Using Self Eval after a code review session

## Prompt to Claude:
"""
Apply Self Eval to this completed code review:
- Refactored data processing pipeline for clarity and speed.
- Improved test coverage from 70% to 95%.
- Fixed two major performance bottlenecks.

Please provide an honest assessment using the two-axis system.
"""

Self Eval will then prompt for task ambition (Low/Medium/High) and execution quality (Poor/Adequate/Strong), perform devil's advocate analysis, persist the score, and flag any inflation patterns.

Key Features

Self Eval offers several unique features to ensure robust, unbiased evaluation:

  • Two-Axis Scoring:

    • Ambition: Assesses the complexity or challenge of the task (Low, Medium, High).
    • Execution: Rates the quality of the outcome (Poor, Adequate, Strong).
    • Matrix Combination: These orthogonal axes are combined via a fixed lookup matrix that is hardcoded and cannot be overridden, ensuring consistent scoring logic.
  • Mandatory Devil’s Advocate Reasoning:
    Before submitting a final score, Self Eval forces a critical review by requiring arguments for a higher and lower score. This exposes potential over- or under-estimation and leads to a more balanced assessment.

  • Score Persistence:
    Evaluations are appended to a .self-eval-scores.jsonl file in the current working directory, providing a historical record of performance and enabling trend analysis.

  • Anti-Inflation Detection:
    By reviewing previous scores, Self Eval can identify and flag patterns of inflated ratings, urging recalibration when necessary.

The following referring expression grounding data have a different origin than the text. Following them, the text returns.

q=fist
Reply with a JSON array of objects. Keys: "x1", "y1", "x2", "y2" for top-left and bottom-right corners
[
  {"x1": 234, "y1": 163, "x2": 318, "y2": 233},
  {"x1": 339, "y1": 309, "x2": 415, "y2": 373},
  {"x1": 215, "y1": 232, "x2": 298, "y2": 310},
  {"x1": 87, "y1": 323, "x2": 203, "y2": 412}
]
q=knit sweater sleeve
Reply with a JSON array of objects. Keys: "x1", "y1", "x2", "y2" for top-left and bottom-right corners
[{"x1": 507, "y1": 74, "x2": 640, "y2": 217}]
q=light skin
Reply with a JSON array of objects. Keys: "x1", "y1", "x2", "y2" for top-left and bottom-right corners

Example Matrix (Simplified):

AmbitionExecutionCombined Score
LowStrong3
MediumAdequate3
HighStrong5

Best Practices

To maximize the value of Self Eval:

  • Use after meaningful units of work: Apply Self Eval after each significant task, code review, or work session to maintain consistent, high-resolution feedback.
  • Encourage transparency: Share evaluation results with your team to foster a culture of honest reflection and improvement.
  • Regularly review score trends: Use the persisted .self-eval-scores.jsonl file to identify areas of growth or recurring issues.
  • Embrace the devil’s advocate step: Take the challenge seriously; honest arguments on both sides yield more accurate self-assessment.
  • Avoid score gaming: Trust the matrix and resist the urge to manipulate ambition or execution ratings for a desired combined score.

Important Notes

  • Prompt-Only: Self Eval is implemented entirely via prompts—no API calls, plugins, or external libraries are required.
  • Score Matrix Is Fixed: The combination logic for ambition and execution is hardcoded to prevent circumvention or bias.
  • Historical Data: Score history is essential for inflation detection. Ensure the .self-eval-scores.jsonl file persists across sessions.
  • Human Oversight Recommended: While Self Eval enhances objectivity, critical human review remains necessary for truly high-stakes evaluations.
  • MIT Licensed: The skill is open-source and free to use or adapt within your projects.

By embedding Self Eval into your development process, you gain a calibrated, honest, and continuously improving view of your engineering work quality.